O ônibus deu um solavanco e arrancou. Nos seguramos, acabei por dar um encontrão nele.

“Desculpe”, disse eu.

“Não tem problema, não há nada demais num esbarrão, foi até gostoso.”

“Como um esbarrão pode ser gostoso?”, eu começava a aceitar a conversa, mesmo aparentando não querer.

“Principalmente se a pessoa que esbarra for simpática, sabia? Dá até pra arranjar namorada assim.”

“Você quer arranjar namorada através de um esbarrão?”, fingi surpresa.

“Já arranjei namorada numa carona de guarda-chuva.”

“Como foi?”, demonstrei interesse.

“Foi em Mesquita. Saltei na estação na hora que caiu uma tremenda chuva. Uma moça desprotegida estava ficando toda molhada. Então, perguntei: 'quer uma carona de guarda-chuva?' Ela aceitou.”

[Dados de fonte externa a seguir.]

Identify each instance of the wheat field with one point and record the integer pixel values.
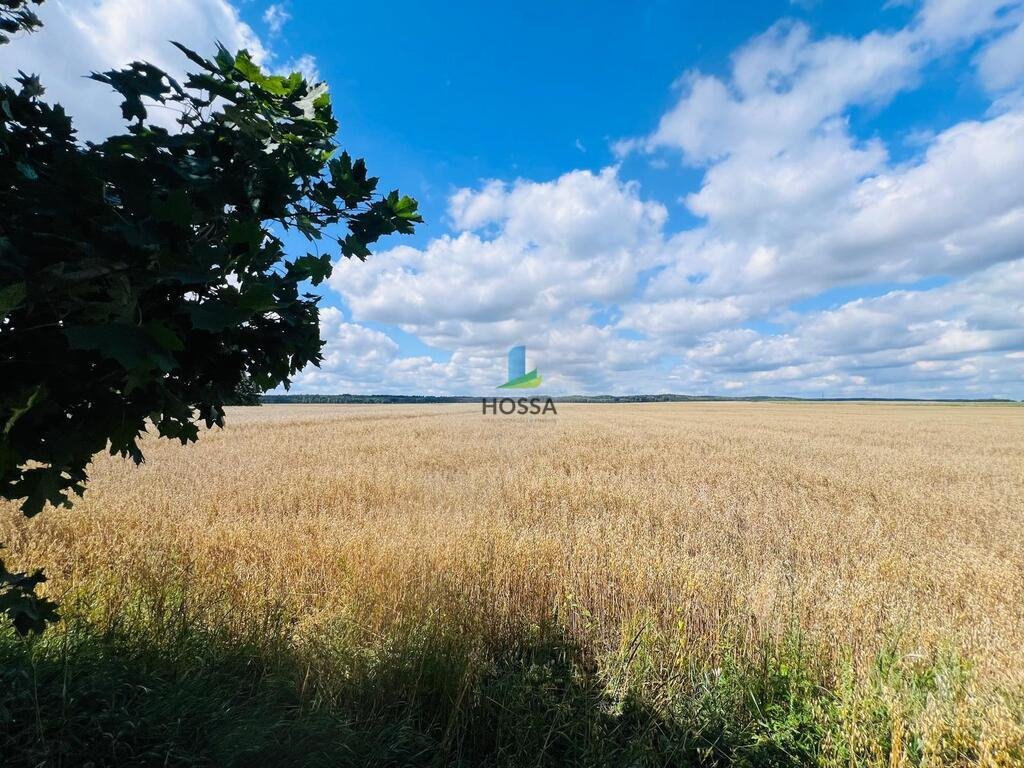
(884, 542)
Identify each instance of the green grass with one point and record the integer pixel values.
(160, 686)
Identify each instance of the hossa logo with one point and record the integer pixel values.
(519, 379)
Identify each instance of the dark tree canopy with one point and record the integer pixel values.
(143, 280)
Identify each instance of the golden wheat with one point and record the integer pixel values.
(869, 526)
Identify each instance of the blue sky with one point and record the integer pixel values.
(772, 198)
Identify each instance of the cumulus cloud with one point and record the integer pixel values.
(525, 253)
(275, 16)
(792, 205)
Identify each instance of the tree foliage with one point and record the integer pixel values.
(143, 280)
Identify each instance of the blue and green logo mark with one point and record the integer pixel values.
(518, 378)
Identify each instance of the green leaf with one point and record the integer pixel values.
(10, 298)
(129, 345)
(215, 316)
(164, 336)
(175, 208)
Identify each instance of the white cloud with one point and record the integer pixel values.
(306, 65)
(275, 16)
(1000, 64)
(527, 253)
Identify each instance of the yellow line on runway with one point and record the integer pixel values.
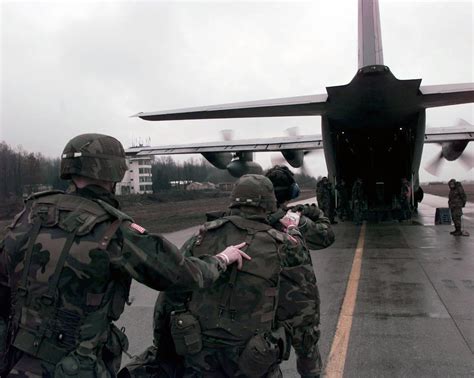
(337, 356)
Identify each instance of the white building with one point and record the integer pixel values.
(137, 179)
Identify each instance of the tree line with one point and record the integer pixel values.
(23, 172)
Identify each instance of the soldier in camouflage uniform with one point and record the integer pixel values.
(299, 303)
(240, 303)
(457, 200)
(66, 266)
(405, 199)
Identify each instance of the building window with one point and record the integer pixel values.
(146, 188)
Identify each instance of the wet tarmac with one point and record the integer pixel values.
(413, 308)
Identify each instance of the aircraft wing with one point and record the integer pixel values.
(279, 107)
(450, 94)
(303, 142)
(449, 134)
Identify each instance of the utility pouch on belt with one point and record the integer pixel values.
(186, 333)
(258, 356)
(75, 366)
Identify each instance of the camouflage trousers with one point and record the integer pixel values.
(308, 359)
(456, 214)
(219, 363)
(30, 367)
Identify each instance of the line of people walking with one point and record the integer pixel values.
(233, 300)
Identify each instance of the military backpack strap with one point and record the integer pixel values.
(226, 295)
(226, 300)
(53, 282)
(108, 234)
(22, 287)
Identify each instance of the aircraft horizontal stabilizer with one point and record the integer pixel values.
(443, 95)
(463, 131)
(306, 143)
(280, 107)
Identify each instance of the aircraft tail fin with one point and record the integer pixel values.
(370, 37)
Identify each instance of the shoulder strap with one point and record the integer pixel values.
(42, 194)
(248, 224)
(22, 287)
(226, 299)
(113, 211)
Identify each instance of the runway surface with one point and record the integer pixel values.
(397, 299)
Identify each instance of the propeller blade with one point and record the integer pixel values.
(227, 134)
(277, 159)
(293, 131)
(466, 160)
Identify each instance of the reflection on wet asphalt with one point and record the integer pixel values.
(414, 314)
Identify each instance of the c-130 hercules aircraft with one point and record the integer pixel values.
(372, 128)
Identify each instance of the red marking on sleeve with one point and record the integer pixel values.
(292, 239)
(138, 228)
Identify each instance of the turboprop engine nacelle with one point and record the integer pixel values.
(453, 150)
(294, 157)
(218, 159)
(238, 168)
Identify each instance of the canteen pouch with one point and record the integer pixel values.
(258, 356)
(186, 333)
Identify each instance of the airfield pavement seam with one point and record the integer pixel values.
(444, 304)
(338, 353)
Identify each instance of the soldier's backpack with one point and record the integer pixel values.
(242, 302)
(45, 326)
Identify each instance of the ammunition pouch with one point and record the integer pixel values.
(310, 339)
(186, 333)
(45, 349)
(75, 366)
(117, 342)
(281, 338)
(258, 356)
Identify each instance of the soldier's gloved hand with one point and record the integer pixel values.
(291, 220)
(311, 211)
(233, 254)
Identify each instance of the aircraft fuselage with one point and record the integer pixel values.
(373, 128)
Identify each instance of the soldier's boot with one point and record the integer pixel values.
(457, 231)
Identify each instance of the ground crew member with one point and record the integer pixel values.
(299, 303)
(344, 208)
(66, 266)
(358, 201)
(216, 329)
(405, 199)
(457, 200)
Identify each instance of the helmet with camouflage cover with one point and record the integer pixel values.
(97, 156)
(254, 190)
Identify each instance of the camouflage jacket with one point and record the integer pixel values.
(299, 297)
(291, 252)
(457, 196)
(81, 253)
(314, 225)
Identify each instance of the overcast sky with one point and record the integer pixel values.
(74, 67)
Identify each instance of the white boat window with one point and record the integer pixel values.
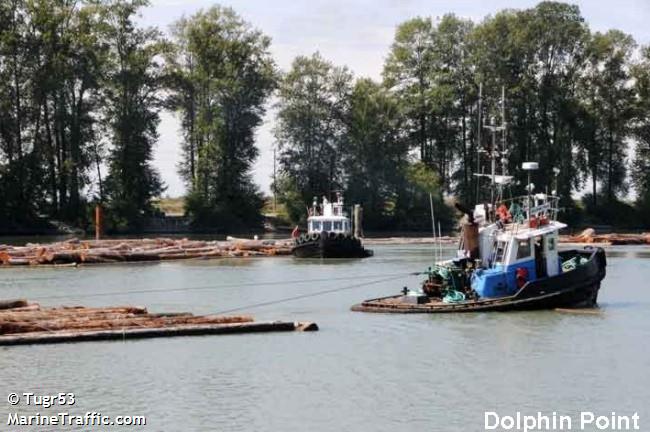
(523, 249)
(551, 243)
(499, 251)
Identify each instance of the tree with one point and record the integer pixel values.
(641, 164)
(608, 102)
(536, 54)
(375, 154)
(225, 74)
(311, 129)
(132, 90)
(408, 71)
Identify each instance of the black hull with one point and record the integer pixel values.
(574, 289)
(330, 248)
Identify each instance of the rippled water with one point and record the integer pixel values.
(360, 372)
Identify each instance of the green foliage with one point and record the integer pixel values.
(222, 74)
(374, 156)
(81, 88)
(413, 209)
(310, 130)
(133, 83)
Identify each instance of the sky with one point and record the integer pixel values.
(355, 33)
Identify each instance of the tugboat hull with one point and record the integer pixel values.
(330, 246)
(576, 288)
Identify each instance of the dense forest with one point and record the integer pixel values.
(82, 87)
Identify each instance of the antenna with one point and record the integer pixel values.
(478, 142)
(529, 166)
(433, 224)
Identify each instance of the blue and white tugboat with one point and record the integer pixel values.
(329, 233)
(508, 259)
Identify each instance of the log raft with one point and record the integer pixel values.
(74, 252)
(25, 323)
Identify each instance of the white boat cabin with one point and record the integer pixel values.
(328, 217)
(520, 246)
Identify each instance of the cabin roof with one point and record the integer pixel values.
(523, 232)
(326, 218)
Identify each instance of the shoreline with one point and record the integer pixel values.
(74, 251)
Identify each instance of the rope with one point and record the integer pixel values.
(209, 287)
(303, 296)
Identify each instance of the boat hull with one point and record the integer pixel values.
(326, 246)
(573, 289)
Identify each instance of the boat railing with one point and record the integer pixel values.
(525, 208)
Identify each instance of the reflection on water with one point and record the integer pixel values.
(361, 372)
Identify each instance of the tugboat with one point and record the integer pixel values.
(329, 234)
(511, 263)
(507, 259)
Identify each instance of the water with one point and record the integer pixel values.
(360, 372)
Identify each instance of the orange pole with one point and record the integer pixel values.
(98, 222)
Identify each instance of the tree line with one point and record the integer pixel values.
(82, 86)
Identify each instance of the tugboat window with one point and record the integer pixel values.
(551, 243)
(523, 249)
(499, 251)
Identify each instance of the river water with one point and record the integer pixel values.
(360, 372)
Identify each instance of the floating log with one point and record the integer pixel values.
(75, 251)
(23, 323)
(12, 304)
(579, 311)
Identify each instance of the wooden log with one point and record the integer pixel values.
(108, 322)
(190, 330)
(12, 304)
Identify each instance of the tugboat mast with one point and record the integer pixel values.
(494, 153)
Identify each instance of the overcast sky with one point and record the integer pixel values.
(356, 33)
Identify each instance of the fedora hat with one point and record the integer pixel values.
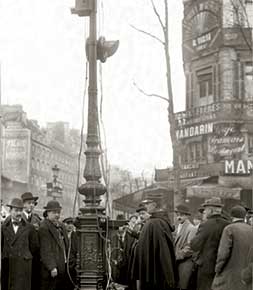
(238, 211)
(17, 203)
(28, 196)
(182, 208)
(52, 205)
(214, 201)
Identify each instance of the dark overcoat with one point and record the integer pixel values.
(184, 253)
(232, 256)
(206, 243)
(53, 254)
(157, 262)
(35, 220)
(17, 254)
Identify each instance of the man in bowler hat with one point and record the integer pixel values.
(206, 242)
(19, 242)
(29, 202)
(233, 253)
(53, 249)
(185, 233)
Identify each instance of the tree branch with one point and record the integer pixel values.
(148, 33)
(158, 15)
(149, 95)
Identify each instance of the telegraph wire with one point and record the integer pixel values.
(81, 130)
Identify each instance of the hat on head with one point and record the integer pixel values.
(201, 209)
(146, 201)
(68, 220)
(28, 196)
(52, 205)
(17, 203)
(243, 204)
(238, 211)
(133, 215)
(141, 208)
(214, 202)
(182, 208)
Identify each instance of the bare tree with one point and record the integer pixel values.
(164, 24)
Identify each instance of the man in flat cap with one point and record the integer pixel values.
(185, 233)
(206, 242)
(234, 248)
(72, 251)
(19, 243)
(53, 249)
(157, 263)
(30, 202)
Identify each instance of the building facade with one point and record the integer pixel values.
(30, 152)
(215, 132)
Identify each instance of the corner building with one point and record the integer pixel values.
(216, 129)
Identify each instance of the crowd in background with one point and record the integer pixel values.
(210, 250)
(37, 254)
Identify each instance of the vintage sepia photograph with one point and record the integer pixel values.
(126, 133)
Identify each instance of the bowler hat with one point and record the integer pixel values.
(17, 203)
(28, 196)
(52, 205)
(238, 211)
(201, 209)
(68, 220)
(182, 208)
(146, 201)
(214, 201)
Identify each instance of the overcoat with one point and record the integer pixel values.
(157, 262)
(206, 243)
(53, 254)
(232, 256)
(17, 254)
(184, 253)
(35, 220)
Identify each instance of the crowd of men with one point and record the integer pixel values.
(37, 254)
(211, 250)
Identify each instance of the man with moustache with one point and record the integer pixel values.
(29, 216)
(185, 233)
(206, 242)
(19, 242)
(53, 249)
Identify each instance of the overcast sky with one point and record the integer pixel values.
(42, 53)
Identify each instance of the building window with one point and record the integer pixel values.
(248, 80)
(205, 85)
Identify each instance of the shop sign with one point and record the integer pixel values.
(16, 154)
(194, 131)
(227, 141)
(238, 167)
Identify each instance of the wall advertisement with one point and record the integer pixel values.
(16, 154)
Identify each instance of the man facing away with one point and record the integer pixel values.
(206, 242)
(19, 242)
(185, 233)
(53, 249)
(234, 248)
(29, 216)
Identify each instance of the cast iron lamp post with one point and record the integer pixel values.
(55, 188)
(91, 263)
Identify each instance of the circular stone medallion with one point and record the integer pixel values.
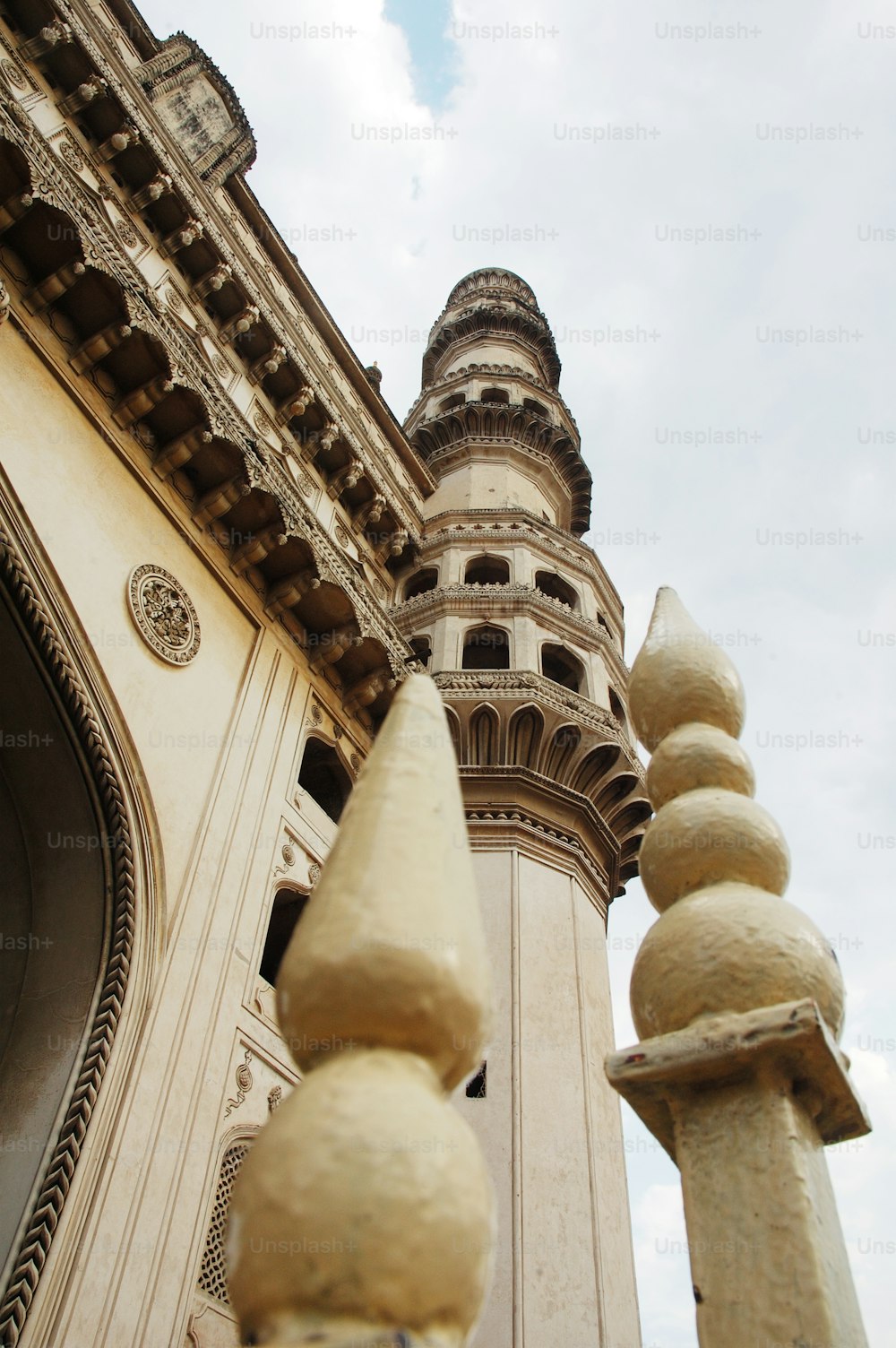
(163, 614)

“Como você fez pra namorar com ela?”

Ele pareceu mostrar entusiasmo, enquanto isso o ônibus fazia a curva, outras pessoas se espremiam; falou, afinal:

“Encontrei a moça num sábado, ao acaso, fui ao clube local e ela estava na festa. Como já tinha dado a carona, foi fácil conversar com ela.”

“Estão namorando até hoje?”

“Não, pra falar a verdade foi só naquela noite, e foi bom.”

“O que mais?”

“Não conheço você bem pra dizer o que aconteceu a mais.”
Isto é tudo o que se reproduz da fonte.